Я часто зарисовывал эти орнаменты, никогда не расплывавшиеся в мелочах и писанные с такой силой, что самый предмет в них растворялся. Так же как и некоторые другие, и это впечатление дошло до моего сознания гораздо позже.
Вероятно, именно путем таких впечатлений во мне воплощались мои дальнейшие желания, цели в искусстве. Несколько лет занимало меня искание средств для введения зрителя в картину так, чтобы он вращался в ней, самозабвенно в ней растворялся[618].

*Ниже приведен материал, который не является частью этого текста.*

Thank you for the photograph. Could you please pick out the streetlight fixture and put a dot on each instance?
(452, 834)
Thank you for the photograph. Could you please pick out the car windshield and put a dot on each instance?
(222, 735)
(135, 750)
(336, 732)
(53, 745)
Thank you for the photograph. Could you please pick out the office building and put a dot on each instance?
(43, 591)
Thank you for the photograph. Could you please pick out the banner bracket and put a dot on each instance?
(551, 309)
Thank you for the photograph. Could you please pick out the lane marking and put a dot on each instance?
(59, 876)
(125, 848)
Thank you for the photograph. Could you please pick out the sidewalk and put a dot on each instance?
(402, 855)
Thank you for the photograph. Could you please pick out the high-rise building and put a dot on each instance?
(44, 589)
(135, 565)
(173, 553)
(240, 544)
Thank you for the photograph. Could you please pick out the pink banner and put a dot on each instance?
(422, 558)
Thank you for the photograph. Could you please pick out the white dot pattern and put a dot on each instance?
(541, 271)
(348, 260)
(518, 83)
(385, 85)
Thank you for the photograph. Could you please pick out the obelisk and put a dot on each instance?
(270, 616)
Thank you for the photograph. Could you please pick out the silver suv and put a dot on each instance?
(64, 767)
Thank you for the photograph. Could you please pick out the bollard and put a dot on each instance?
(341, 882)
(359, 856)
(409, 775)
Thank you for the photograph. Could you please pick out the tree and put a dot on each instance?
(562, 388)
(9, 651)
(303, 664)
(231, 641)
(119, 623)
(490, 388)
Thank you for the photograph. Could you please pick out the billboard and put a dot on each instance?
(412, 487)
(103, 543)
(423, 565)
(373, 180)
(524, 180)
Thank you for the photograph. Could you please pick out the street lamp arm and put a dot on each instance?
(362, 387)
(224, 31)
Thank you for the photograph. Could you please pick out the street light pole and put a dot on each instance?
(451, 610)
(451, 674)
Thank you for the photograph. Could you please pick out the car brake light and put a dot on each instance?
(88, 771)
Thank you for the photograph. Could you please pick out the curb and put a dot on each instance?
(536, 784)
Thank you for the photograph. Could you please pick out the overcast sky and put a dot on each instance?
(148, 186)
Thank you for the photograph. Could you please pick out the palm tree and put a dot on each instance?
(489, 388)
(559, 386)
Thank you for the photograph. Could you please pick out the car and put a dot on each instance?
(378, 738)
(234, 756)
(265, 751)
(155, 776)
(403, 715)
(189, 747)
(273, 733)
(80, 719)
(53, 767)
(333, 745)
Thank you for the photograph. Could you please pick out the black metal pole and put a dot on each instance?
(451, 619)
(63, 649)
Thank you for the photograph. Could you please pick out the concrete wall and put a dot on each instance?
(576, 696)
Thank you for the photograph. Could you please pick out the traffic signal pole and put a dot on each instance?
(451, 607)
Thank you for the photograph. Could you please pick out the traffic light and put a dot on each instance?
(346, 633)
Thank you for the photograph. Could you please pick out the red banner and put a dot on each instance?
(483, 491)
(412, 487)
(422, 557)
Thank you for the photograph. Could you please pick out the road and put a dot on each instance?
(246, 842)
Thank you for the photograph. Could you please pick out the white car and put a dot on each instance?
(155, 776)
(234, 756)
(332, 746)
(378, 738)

Иногда мне это удавалось: я видел это по лицу некоторых зрителей. Из бессознательно-нарочитого воздействия живописи на расписанный предмет, который получает таким путем способность к саморастворению, постепенно все больше вырабатывалась моя способность не замечать предмета в картине, его, так сказать, прозевывать. Гораздо позже, уже в Мюнхене, я был однажды очарован в собственной моей мастерской неожиданным зрелищем. Сумерки надвигались. Я возвращался домой с этюда, еще углубленный в свою работу и в мечты о том, как следовало бы работать, как вдруг увидел перед собой неописуемо-прекрасную, пропитанную внутренним горением картину. Сначала я поразился, но сейчас же скорым шагом приблизился к этой загадочной картине, совершенно непонятной по внешнему содержанию и состоявшей исключительно из красочных пятен. И ключ к загадке был найден: это была моя собственная картина, прислоненная к стене и стоявшая на боку. Попытка на другой день при дневном свете вызвать то же впечатление удалась только наполовину: хотя картина стояла так же на боку, но я сейчас же различал на ней предметы, не хватало также и тонкой лессировки сумерек. В общем мне стало в этот день бесспорно ясно, что предметность вредна моим картинам.
Страшная глубина, ответственная полнота самых разнообразных вопросов встала передо мной. И самый главный: в чем должен найти замену отринутый предмет? Опасность орнаментности была мне ясна, мертвая обманная жизнь стилизованных форм была мне противна.
Часто я закрывал глаза на эти вопросы. Иногда мне казалось, что эти вопросы толкают меня на ложный, опасный путь[619]. И лишь через много лет упорной работы, многочисленных осторожных подходов, все новых бессознательных, полусознательных и все более ясных и желанных переживаний, при все развивавшейся способности внутренне переживать художественные формы в их все более и более чистой, отвлеченной форме, пришел я к тем художественным формам, над которыми я теперь работаю и которые, как я надеюсь, получат еще гораздо более совершенный вид.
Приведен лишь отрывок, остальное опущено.